Il y a toujours eu des qu’en-dira-t’on, des rumeurs, des fumées avec ou sans feu.

Il y a toujours eu des conséquences désastreuses, des blessures profondes, des hontes et des réputations mortelles.

Aujourd’hui, ces comportements délétères trouvent un écho infini dans les réseaux sociaux.

S’il arrive qu’une personne soit directement attaquée, en particulier parmi nos gouvernants, ce sont souvent des groupes à qui on attribue des comportements, des desseins ou les pires tares.

Les musulmans, les juifs, les Allemands, les Anglais, les gays, les pharmaciens, les psys, les racistes, etc…

La généralisation est une gangrène et elle mène rarement à de bonnes considérations. On sera plus souvent dans les reproches et les accusations et de ce fait on creusera des fossés entre des ghettos relationnels créés de toutes pièces.

Nous savons tous qu’il y a de bons et de moins bons individus dans tout groupe d’humains quel qu’il soit. Dès lors qu’on généralise, on juge l’autre à travers la définition qu’on donne au groupe auquel on le cantonne. On le pare de nos croyances. On le définit très étroitement et souvent négativement. 
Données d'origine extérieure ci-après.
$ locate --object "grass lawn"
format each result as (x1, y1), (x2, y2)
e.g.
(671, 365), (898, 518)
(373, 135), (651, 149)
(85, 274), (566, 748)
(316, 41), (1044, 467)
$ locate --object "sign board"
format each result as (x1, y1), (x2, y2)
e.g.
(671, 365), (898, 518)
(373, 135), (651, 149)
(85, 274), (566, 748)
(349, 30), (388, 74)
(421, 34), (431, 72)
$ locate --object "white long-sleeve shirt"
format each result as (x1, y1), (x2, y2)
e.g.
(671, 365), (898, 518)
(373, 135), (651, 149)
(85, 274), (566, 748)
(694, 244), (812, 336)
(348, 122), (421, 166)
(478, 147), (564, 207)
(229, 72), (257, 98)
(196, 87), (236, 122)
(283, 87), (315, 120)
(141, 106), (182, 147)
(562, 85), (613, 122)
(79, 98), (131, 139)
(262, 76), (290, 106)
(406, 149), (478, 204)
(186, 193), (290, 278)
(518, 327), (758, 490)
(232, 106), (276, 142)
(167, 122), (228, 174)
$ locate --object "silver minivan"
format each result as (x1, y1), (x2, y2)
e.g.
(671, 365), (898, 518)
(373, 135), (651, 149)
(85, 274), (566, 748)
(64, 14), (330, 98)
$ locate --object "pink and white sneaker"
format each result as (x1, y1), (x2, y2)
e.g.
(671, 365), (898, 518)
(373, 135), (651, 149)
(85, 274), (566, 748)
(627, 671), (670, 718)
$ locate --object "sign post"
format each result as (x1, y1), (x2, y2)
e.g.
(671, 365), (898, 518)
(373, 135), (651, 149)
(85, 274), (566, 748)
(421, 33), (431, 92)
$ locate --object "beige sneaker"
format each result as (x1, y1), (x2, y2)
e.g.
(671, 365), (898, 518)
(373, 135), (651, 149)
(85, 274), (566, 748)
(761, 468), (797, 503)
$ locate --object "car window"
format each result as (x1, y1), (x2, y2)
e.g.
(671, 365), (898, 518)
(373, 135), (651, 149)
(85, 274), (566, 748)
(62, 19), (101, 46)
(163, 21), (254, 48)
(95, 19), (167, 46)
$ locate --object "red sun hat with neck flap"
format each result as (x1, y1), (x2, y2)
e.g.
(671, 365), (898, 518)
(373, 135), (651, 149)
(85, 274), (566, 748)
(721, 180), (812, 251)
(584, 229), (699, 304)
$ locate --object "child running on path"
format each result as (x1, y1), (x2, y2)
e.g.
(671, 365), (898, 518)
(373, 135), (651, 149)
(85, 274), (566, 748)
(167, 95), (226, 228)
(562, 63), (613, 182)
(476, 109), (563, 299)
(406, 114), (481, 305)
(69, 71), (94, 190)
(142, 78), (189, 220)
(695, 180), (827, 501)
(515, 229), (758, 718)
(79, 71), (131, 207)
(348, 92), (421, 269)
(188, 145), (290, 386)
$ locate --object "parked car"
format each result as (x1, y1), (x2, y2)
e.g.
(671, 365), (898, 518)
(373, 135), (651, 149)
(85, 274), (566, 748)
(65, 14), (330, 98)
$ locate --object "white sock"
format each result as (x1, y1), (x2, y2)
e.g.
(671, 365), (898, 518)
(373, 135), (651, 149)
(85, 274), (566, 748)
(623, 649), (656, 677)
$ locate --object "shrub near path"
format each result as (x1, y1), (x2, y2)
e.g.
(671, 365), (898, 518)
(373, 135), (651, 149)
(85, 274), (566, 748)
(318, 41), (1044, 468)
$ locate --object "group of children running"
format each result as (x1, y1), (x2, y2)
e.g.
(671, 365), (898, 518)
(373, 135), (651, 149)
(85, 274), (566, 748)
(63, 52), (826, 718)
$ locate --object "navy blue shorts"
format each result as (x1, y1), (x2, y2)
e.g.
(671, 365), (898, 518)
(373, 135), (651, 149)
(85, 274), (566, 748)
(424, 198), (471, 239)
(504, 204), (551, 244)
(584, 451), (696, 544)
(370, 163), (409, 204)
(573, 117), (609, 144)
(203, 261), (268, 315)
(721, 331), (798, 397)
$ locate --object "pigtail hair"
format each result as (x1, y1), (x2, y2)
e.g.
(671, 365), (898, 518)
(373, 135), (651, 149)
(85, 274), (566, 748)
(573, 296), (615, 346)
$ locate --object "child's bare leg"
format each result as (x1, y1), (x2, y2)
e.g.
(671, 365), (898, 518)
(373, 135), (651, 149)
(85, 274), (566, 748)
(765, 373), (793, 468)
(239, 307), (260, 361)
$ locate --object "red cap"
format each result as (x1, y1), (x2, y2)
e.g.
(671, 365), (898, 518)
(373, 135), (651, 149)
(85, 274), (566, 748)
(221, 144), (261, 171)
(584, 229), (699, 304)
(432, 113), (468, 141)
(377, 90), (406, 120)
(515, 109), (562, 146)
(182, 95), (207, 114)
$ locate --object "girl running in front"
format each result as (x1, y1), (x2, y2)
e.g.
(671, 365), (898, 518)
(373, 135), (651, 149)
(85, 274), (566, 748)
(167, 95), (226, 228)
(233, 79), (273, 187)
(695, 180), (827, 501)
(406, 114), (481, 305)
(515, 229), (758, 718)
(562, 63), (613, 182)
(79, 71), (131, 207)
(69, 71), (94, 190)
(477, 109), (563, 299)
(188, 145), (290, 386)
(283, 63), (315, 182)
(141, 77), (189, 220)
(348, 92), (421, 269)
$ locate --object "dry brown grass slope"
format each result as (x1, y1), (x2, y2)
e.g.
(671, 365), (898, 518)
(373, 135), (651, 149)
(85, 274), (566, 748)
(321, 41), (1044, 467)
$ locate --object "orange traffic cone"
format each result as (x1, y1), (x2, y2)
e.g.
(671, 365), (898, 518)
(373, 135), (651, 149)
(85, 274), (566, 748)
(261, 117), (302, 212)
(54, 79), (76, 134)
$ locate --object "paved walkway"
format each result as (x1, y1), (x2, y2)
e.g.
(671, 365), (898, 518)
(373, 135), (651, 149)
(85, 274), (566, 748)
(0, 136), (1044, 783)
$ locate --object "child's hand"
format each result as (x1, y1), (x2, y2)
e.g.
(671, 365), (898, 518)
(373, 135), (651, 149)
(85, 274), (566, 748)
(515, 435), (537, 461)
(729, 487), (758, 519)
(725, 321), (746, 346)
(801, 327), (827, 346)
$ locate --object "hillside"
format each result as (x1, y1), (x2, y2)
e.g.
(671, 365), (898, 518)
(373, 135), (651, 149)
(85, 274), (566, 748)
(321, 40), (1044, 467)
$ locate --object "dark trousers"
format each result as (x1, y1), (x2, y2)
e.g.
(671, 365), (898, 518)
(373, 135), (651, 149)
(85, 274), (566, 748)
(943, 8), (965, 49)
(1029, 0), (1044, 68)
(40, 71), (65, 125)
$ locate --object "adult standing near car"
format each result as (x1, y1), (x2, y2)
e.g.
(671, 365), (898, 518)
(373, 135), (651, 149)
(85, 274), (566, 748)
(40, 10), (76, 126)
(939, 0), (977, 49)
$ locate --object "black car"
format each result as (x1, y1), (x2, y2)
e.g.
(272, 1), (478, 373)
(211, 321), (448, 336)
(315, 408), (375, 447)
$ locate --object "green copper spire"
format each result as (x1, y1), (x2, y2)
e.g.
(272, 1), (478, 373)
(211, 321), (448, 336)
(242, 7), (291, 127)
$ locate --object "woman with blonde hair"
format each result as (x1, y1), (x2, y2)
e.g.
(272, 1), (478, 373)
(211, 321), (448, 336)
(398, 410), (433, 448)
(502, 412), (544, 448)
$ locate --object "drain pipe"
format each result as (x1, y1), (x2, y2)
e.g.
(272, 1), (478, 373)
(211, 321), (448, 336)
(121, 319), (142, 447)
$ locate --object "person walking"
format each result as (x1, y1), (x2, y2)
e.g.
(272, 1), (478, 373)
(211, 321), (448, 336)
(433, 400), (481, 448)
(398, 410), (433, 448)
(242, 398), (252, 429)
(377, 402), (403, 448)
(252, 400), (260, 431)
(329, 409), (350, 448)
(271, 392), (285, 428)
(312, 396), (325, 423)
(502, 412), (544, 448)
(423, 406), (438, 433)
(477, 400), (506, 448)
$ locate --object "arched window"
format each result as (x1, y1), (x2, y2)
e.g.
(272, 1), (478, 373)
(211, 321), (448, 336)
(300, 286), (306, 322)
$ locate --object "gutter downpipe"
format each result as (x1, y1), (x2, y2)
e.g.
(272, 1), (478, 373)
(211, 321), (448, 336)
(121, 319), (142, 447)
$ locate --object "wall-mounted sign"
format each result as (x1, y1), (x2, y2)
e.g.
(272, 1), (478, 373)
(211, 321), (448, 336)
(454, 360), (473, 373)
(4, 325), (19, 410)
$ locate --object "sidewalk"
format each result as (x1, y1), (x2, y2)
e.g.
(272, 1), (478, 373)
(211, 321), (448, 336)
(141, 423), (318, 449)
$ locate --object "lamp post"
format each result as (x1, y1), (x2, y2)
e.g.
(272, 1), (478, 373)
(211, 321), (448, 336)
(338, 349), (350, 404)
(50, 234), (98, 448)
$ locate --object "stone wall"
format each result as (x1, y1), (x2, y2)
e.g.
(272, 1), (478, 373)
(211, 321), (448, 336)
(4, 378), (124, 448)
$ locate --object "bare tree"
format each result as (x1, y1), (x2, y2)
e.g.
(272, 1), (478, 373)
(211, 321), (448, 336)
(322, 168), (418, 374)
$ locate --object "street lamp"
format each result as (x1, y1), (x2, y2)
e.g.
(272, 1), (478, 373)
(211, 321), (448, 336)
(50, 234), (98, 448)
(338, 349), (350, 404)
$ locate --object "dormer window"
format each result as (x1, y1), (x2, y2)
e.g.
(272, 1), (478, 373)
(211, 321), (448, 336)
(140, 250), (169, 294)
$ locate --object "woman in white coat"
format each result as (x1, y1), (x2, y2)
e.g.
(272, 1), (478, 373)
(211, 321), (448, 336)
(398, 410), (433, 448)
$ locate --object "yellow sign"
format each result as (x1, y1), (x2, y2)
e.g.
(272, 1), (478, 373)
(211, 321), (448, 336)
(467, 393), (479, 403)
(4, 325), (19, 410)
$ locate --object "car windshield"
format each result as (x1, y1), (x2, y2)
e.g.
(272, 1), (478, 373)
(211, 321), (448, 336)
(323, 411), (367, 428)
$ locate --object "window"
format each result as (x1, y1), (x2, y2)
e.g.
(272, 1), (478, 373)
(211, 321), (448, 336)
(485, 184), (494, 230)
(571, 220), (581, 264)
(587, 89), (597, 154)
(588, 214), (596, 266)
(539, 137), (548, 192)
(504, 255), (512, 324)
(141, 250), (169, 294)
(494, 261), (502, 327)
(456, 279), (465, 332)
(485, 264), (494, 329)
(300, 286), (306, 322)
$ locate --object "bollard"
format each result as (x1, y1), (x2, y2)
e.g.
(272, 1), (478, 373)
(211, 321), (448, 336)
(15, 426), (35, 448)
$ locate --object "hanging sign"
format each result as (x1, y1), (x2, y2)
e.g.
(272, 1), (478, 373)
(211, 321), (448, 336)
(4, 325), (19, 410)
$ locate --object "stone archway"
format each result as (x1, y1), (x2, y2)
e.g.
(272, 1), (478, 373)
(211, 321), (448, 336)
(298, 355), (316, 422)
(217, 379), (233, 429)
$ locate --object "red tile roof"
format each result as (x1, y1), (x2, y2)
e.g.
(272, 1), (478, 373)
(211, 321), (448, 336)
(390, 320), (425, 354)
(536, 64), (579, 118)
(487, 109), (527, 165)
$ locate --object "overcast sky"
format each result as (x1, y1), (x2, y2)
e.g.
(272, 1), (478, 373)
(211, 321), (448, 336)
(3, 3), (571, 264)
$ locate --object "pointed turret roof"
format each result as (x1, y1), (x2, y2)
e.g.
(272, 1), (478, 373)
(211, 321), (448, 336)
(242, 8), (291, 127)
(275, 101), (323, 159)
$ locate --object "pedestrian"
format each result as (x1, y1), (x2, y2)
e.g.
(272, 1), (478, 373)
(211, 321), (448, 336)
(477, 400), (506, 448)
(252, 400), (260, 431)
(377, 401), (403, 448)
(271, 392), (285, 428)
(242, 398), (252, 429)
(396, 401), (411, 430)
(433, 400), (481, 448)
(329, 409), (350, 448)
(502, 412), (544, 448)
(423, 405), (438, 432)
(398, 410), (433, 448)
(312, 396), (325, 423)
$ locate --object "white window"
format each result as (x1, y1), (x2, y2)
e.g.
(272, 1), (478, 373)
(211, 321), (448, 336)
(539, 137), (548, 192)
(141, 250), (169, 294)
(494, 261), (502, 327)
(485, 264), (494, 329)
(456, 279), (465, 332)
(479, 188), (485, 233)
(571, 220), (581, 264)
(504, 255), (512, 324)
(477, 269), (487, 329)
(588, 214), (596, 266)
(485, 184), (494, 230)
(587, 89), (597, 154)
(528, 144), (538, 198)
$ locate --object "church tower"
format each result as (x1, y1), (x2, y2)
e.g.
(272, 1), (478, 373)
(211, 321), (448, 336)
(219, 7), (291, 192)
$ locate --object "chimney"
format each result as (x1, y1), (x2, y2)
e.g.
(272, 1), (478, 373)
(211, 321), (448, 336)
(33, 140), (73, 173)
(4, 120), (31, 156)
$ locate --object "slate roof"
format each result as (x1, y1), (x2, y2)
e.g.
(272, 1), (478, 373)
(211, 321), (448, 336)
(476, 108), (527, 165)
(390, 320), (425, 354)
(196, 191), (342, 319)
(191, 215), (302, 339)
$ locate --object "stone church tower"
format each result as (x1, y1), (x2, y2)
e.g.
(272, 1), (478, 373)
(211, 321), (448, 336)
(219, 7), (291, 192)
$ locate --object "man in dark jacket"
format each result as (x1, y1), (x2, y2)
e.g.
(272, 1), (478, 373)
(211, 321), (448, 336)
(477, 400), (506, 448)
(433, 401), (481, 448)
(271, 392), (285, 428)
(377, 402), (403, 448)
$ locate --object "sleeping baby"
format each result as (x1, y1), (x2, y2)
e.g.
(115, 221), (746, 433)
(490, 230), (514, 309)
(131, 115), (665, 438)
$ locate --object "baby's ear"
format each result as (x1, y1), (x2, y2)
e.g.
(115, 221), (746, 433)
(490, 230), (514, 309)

Il est rare qu’on parle des Allemands, des juifs ou des musulmans en évoquant leurs qualités. 

En ces temps d’autant plus troublés que nous y sommes confrontés de près, il est essentiel d’entrer en relation ou d’évoquer les gens en tant qu’individus, de ne pas les cataloguer, les enfermer dans nos croyances réductrices. 

Il est essentiel de communiquer à partir du coeur, de se relier dans l’amour pour ne pas être séparés par nos peurs.

Il est essentiel de vérifier toute information avant de la partager.

En adoptant un comportement responsable et respectueux, on contribue à la construction d'un monde meilleur et pas à son effondrement.